Marsha asked Arlo:
Have you lost sight of our language being all about the a subject and a verb
acting on a direct or indirect object?
dmb says:
You're conflating grammar with metaphysics. Using the english language does not
entail a commitment to SOM, as we plainly see in Pirsig's philosophical novels.
In fact, he uses the english language to dispute and replace SOM.
Marsha asked Arlo:
How do you know that the structure of our language has greatly enriched human
agency? Did you use active imagination? Projection? Because you thunk it?
dmb says:
Language gives you the power to ask that question, although you've used that
power quite badly. Your question demonstrates the very thing you mock. It's
like doubting your capacity to doubt. It's more than a little bit hair-brained.
Marsha said to Arlo:
I have not spoken of becoming brain dead, just not elevating language when it
is much of the problem.
Arlo replied:
I am not "elevating" it either, as I said it is not about glorifying or condemn
language (or any "structure"), but to see that you can't have the expanded
potential structure brings without constraints. These are not opposed forces,
language enriches and constrains, and the durability of language historically
demonstrates quite clearly that the value it brings outweighs the constraints
it places upon us.
dmb says:
Right. Marsha is making a wildly invalid inference, taking a giant leap. She
takes the MOQ's claims about the limits of language to be a condemnation of
language as such. Its structure is not an evolved capacity, but a prison. It's
not just that it is unable to say anything about the ultimate truth, whatever
THAT is. No, it hides the truth, she says, and by this she must mean that
ultimate truth. "We can think and characterize reality only subject to
language, which is conventional," she says, "Language occludes the way things
really are." I think this is quite confused and the conclusions are rather
drastic.
Guys like Pirsig and James are not condemning language because it gets in the
way of realizing the ultimate truth. They're saying there is no ultimate truth.

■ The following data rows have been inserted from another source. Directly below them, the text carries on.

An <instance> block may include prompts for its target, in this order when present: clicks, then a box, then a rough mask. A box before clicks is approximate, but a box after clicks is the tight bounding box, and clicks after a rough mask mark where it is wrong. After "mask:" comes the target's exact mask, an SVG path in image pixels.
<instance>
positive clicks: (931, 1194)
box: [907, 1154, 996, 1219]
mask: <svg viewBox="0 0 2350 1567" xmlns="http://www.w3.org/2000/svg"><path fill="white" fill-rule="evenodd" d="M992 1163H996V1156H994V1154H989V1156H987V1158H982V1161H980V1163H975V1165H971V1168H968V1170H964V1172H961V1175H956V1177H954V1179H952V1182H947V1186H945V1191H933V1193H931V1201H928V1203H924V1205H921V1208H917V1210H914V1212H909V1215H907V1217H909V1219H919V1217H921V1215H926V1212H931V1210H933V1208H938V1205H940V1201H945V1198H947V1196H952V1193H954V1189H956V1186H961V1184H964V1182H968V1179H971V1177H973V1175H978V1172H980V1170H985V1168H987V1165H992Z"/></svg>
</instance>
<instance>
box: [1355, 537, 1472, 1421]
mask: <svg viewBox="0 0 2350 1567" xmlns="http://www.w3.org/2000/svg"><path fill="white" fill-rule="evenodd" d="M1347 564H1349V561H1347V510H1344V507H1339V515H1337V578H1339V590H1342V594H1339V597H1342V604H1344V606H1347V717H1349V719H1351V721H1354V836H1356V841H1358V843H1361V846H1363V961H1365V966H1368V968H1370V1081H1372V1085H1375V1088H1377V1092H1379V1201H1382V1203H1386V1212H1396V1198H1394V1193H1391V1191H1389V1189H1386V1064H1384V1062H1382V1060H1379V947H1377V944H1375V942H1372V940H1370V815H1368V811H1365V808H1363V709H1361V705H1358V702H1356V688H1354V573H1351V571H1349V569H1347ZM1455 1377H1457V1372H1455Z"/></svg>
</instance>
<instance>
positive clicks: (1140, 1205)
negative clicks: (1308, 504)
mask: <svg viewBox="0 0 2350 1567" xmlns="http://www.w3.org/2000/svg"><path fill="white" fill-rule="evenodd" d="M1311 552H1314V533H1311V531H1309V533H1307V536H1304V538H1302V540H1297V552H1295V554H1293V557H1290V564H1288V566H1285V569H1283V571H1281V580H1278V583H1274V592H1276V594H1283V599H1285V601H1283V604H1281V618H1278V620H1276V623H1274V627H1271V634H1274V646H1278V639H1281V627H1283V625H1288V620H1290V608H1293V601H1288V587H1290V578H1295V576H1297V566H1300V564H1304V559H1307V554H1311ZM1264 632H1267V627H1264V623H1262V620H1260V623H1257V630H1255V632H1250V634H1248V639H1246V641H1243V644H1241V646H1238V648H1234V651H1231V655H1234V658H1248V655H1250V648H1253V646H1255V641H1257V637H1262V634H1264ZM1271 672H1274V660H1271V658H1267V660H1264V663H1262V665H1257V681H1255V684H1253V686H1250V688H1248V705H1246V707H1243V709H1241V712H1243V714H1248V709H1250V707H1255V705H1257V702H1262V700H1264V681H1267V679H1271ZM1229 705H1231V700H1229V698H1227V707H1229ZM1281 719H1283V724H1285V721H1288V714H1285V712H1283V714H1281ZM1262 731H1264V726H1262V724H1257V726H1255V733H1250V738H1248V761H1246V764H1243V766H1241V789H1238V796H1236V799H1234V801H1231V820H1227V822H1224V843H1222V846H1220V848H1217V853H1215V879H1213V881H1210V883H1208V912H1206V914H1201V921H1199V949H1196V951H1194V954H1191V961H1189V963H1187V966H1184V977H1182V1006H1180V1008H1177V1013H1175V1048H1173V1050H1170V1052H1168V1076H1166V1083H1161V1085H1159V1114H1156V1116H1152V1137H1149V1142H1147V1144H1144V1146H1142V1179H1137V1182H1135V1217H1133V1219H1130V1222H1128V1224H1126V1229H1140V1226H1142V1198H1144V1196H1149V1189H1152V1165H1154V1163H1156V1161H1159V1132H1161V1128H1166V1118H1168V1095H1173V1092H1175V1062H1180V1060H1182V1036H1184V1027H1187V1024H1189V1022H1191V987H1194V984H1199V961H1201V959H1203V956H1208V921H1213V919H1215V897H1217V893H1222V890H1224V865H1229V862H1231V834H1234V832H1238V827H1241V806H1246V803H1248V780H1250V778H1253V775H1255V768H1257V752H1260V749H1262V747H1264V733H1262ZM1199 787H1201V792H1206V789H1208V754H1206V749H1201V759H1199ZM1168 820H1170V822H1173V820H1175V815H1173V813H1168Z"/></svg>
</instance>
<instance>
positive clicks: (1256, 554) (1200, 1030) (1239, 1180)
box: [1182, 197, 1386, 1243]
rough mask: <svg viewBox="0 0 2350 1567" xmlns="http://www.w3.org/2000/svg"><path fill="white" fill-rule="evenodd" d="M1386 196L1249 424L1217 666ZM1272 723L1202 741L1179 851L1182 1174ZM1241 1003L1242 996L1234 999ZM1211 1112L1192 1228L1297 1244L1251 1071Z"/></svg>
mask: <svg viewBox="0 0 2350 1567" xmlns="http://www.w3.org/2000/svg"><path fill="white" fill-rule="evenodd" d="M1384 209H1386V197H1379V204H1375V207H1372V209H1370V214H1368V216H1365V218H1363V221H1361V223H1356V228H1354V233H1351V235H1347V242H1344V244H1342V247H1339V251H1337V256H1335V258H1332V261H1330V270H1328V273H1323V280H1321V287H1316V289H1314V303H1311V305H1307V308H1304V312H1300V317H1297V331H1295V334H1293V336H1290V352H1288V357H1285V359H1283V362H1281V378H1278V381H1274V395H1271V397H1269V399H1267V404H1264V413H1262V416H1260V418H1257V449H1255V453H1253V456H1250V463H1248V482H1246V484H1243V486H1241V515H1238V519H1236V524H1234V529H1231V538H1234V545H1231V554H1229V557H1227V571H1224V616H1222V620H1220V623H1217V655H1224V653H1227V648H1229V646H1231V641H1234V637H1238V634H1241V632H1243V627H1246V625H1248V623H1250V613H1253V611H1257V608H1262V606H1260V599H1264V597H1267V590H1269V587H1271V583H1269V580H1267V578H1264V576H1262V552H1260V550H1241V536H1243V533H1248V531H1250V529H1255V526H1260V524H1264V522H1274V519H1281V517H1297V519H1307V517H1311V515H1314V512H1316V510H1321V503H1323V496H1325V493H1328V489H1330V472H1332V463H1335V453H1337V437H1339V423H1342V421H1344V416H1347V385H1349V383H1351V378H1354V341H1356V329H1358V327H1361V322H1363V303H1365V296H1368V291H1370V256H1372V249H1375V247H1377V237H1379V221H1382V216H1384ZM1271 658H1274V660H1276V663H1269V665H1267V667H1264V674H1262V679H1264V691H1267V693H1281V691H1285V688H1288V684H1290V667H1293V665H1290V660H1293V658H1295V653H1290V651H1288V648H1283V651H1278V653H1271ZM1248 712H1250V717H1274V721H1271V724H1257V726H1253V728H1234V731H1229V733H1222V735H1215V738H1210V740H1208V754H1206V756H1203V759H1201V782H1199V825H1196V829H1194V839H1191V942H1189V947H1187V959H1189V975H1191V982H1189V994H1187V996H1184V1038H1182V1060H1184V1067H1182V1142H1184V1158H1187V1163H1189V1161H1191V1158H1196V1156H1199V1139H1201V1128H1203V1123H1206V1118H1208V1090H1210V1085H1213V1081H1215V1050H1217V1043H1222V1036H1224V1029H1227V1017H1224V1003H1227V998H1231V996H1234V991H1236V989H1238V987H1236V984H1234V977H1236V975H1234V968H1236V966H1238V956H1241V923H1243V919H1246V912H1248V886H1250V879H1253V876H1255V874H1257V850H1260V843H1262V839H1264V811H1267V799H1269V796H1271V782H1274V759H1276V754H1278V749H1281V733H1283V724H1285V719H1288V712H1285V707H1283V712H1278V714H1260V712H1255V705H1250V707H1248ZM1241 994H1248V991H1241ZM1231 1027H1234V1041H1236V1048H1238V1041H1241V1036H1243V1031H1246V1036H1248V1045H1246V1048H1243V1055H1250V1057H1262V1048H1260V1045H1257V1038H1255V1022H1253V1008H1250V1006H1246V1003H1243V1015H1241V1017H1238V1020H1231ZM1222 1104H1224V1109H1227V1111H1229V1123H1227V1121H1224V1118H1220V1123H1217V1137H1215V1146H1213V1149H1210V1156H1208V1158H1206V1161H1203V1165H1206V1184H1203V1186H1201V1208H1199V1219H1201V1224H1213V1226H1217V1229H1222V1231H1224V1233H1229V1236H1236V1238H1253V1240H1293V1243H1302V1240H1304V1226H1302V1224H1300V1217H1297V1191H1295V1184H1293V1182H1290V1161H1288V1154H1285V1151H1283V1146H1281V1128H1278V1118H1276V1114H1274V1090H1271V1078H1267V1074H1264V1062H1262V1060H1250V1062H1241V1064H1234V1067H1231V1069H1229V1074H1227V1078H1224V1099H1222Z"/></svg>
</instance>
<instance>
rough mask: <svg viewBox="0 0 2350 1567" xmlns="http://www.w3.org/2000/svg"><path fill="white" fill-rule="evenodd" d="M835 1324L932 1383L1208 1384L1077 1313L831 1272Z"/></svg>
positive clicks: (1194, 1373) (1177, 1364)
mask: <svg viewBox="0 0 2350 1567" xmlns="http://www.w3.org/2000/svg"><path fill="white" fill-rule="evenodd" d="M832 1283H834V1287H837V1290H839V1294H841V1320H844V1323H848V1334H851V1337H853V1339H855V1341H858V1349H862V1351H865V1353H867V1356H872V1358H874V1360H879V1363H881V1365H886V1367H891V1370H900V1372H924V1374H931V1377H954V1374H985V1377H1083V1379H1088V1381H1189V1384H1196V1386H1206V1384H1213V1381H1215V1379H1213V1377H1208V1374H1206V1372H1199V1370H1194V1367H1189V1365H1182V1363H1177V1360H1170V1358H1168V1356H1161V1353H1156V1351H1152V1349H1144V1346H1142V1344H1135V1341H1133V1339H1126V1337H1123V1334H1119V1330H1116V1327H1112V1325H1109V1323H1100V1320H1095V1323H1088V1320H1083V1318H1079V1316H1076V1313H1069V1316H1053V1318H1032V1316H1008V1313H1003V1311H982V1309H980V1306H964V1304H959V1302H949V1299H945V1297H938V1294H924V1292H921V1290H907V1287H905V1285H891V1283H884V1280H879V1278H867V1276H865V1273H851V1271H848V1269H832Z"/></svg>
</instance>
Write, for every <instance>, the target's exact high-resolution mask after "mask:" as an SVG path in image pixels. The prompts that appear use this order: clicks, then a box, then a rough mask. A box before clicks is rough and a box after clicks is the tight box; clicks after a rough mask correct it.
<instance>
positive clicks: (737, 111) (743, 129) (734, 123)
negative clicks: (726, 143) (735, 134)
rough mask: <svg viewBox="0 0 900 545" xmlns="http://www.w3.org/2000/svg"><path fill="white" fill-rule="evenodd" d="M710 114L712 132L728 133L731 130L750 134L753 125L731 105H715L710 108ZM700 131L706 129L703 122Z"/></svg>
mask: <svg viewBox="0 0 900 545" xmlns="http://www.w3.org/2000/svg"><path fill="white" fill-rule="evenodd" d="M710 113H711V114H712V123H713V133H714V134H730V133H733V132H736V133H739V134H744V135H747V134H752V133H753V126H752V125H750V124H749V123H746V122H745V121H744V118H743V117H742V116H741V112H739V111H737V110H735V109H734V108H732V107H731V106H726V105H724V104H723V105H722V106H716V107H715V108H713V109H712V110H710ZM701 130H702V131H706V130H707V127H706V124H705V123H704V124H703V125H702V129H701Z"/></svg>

They're saying truth is a species of the good, an intellectual good. To say
this pragmatic truth is conventional and not ultimate is true enough but how
does that make it any less good? Is there an unstated premise here, an
assumption that conventional reality is to be hated, dismissed or otherwise
condemned? Is there some other reality we're supposed to like better? Smells
like the same old, same old, same old otherworldly Platonism to me.